How to Protect Your Child from Cyber-Bullying

As technology advances, cyber-bullying is becoming more and more prevalent. Following these tips could help you and your child avoid or eliminate the problem.

“What is cyber-bullying and what can I do to protect my child from it?”

Cyber-bullying is basically harassing or tormenting another person through an online medium like Facebook or texting. There are several defined types of cyber-bullying: cyber-stalking, exclusion, outing, masquerading, etc. But let’s not get hung up on definitions. Bullying is simply when one person does something, physically or emotionally, to intentionally cause harm to another person.

So what’s a parent to do?

First of all... Be a parent – in more than just title.  Be involved on a daily basis in your child’s life. Teach, monitor, assess and re-teach as necessary. Be the primary influence in your child’s life. This will be a common theme you’ll hear in this column. I’m a firm believer that parents need to take the majority of the responsibility for how their children turn out. Are they responsible, contributing members of society or are they prejudiced, bratty, self-centered and abusive members of society? How they turn out is somewhere around 80 percent due to how they were parented.

The Internet is not a “bad” thing. As with anything, it’s how you use it that makes it good or bad. Help your children understand that every choice has its price and its rewards. It’s only by understanding this that they can make responsible choices. Don’t use the old worn out phrases like “because I said so” and “do as you’re told.” You want to raise children that can think for themselves when you’re not around, not mindless automatons who only do as their told. The latter, by the way, is a great way to raise kids that give in to negative peer pressure like “c'mon, let’s steal something” or “let’s spray paint that wall” or “do it, or we won’t be your friends anymore.”

Use the Internet with your child. Certainly don’t try to keep them away from it. That’s just your own fear getting in their way. Remember when you were a kid and your parent said “NO!”  Didn't that just make you want it all the more? Don’t repeat your parent’s mistakes.

Treat the Internet as you would any technology that is new to your child. Like a car or an oven, you didn’t let your child use them without some training first, now did you? Weren’t you there holding  their hand when you first taught them how to cross the road?  Continue to be there and show them about the proper use of new technologies like the Internet. Not just how to use it, but how to use it responsibly.

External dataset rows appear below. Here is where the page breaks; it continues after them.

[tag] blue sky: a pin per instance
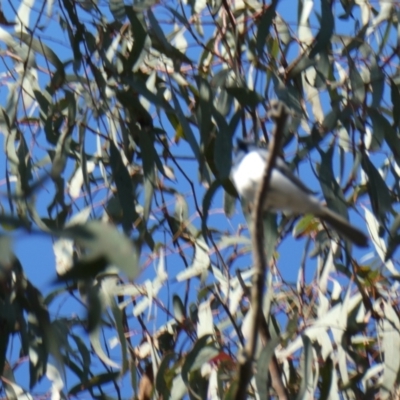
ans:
(36, 254)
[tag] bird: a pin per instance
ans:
(286, 192)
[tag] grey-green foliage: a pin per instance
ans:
(118, 125)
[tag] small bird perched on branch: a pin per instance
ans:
(286, 192)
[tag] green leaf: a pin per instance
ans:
(46, 52)
(271, 234)
(150, 157)
(377, 83)
(204, 109)
(395, 97)
(104, 245)
(378, 191)
(379, 124)
(245, 96)
(327, 374)
(222, 147)
(357, 83)
(306, 370)
(117, 8)
(179, 309)
(263, 362)
(95, 381)
(203, 351)
(264, 26)
(331, 189)
(165, 375)
(187, 130)
(124, 186)
(206, 206)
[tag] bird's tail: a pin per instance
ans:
(343, 227)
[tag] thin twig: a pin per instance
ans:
(279, 113)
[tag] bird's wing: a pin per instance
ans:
(284, 169)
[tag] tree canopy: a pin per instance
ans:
(119, 123)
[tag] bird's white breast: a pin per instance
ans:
(283, 193)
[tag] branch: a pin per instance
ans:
(279, 114)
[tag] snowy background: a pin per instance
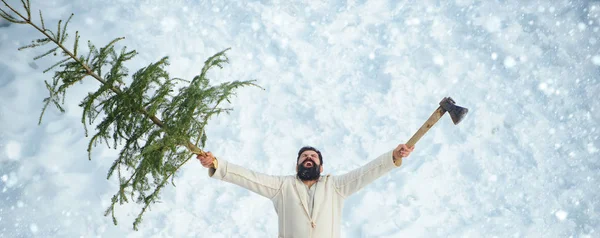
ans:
(354, 79)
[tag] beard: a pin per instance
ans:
(308, 174)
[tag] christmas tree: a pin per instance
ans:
(157, 124)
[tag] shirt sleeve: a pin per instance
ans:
(355, 180)
(262, 184)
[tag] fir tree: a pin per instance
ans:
(156, 126)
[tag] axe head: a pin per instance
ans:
(457, 113)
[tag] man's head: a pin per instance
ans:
(309, 163)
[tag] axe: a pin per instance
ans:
(457, 113)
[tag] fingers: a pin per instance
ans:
(206, 160)
(403, 150)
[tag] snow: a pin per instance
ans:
(33, 228)
(353, 78)
(596, 60)
(561, 215)
(13, 150)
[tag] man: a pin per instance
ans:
(307, 204)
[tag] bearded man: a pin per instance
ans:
(307, 204)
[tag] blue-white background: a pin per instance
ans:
(354, 79)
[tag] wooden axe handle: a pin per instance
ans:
(437, 114)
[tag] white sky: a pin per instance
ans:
(352, 78)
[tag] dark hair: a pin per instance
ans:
(305, 148)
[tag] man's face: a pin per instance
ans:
(309, 166)
(309, 159)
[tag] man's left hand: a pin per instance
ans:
(403, 151)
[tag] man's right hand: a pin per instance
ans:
(206, 160)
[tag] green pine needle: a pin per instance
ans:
(150, 121)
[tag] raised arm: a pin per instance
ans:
(262, 184)
(353, 181)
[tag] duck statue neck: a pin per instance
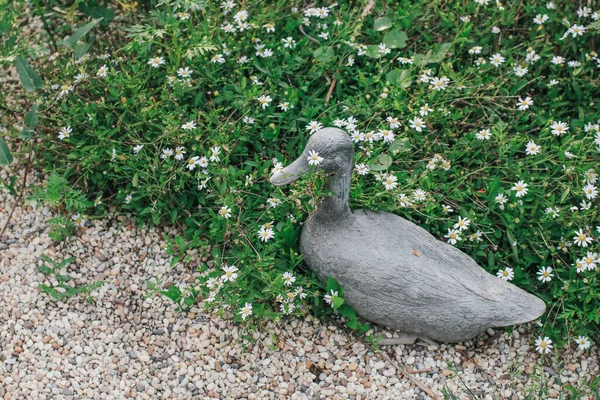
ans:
(394, 272)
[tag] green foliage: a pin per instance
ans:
(65, 199)
(240, 103)
(5, 155)
(62, 288)
(29, 78)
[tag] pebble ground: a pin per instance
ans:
(125, 346)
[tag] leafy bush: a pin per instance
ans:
(478, 122)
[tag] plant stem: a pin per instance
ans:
(23, 186)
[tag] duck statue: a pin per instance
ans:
(393, 272)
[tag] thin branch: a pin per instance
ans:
(23, 186)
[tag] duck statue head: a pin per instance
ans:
(394, 272)
(330, 150)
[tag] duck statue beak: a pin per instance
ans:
(292, 172)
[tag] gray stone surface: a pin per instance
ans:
(394, 272)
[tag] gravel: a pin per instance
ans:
(126, 346)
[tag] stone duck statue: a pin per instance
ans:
(394, 272)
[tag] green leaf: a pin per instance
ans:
(395, 39)
(94, 10)
(381, 163)
(400, 144)
(347, 311)
(393, 76)
(65, 262)
(5, 156)
(31, 121)
(381, 24)
(332, 284)
(352, 324)
(31, 118)
(81, 48)
(399, 77)
(29, 78)
(512, 241)
(373, 51)
(324, 54)
(337, 302)
(79, 33)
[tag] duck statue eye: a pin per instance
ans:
(329, 149)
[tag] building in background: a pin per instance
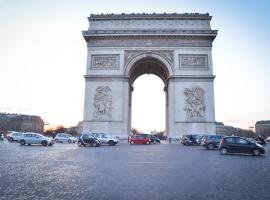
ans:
(21, 123)
(263, 128)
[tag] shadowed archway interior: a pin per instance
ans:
(149, 65)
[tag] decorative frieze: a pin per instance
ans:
(194, 103)
(190, 61)
(103, 103)
(166, 54)
(110, 61)
(154, 41)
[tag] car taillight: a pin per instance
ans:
(222, 141)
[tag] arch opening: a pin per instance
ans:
(153, 66)
(149, 65)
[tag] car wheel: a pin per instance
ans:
(256, 152)
(44, 143)
(210, 146)
(223, 151)
(22, 142)
(111, 143)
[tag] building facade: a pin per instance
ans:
(175, 47)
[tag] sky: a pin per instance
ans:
(43, 59)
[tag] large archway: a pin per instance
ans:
(146, 64)
(175, 47)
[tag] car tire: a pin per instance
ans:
(22, 142)
(111, 143)
(223, 151)
(256, 152)
(210, 146)
(80, 144)
(44, 143)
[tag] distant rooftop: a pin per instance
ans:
(264, 122)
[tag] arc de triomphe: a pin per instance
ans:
(175, 47)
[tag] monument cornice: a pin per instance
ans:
(179, 34)
(113, 16)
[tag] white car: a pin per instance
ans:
(15, 136)
(64, 137)
(105, 139)
(36, 138)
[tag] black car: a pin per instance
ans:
(88, 139)
(190, 140)
(235, 144)
(211, 141)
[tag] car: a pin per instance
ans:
(106, 139)
(211, 141)
(190, 140)
(154, 139)
(235, 144)
(15, 136)
(64, 137)
(36, 138)
(87, 139)
(139, 139)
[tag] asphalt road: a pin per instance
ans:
(161, 171)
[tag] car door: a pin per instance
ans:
(243, 146)
(37, 139)
(230, 144)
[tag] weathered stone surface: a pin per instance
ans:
(175, 47)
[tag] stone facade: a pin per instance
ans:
(175, 47)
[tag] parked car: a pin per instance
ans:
(15, 136)
(87, 139)
(106, 139)
(64, 137)
(36, 138)
(153, 139)
(235, 144)
(260, 140)
(139, 139)
(190, 140)
(211, 141)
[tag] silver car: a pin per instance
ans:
(15, 136)
(36, 138)
(106, 139)
(64, 137)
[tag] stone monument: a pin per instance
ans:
(175, 47)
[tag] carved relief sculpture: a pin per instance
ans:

Get your child an email address account and a Facebook page, and then help them learn how to use them responsibly. Send your child emails and have them send you emails back to assist in the learning process. Set up yourself, your child and even your family (extended family too!) with Facebook pages to keep your child "in the loop" with the rest of the family.

Now, about the monitor part...

Always have the log in and passwords to your child’s accounts, and let them know you have them and that you’ll be looking at them occasionally. In the early stages, have their email account set up so that it forwards anything that your child sends or receives to your email address. Become “friends” with your child on Facebook and you’ll see everything they post to their page. There are simple strategies to keep abreast of how your child is using Internet technologies.

But please, only review their accounts with them present. Don’t go sneaking around behind their backs.  If you want your child to trust and respect you, you have to earn it. Respect is a two way street or it’s not respect. It’s dominance.

If your child is currently being cyber-bullied, take action. Never delete evidence. Save any texts, instant messages, emails, Facebook pages, etc. that shows your child is being bullied. If possible, get the names of the children that are responsible and report them to the school principal and the police. There are laws on the books against cyber-bullying, so if it's happening make sure the police get involved.

Never contact the responsible party’s parents yourself. Let the school system or police take that step. If the kids are bullies, it’s quite probable that the parents are too and won’t “listen to reason.” Never confront the responsible kids by yourself either. Your goal is to deescalate the situation, not make it worse.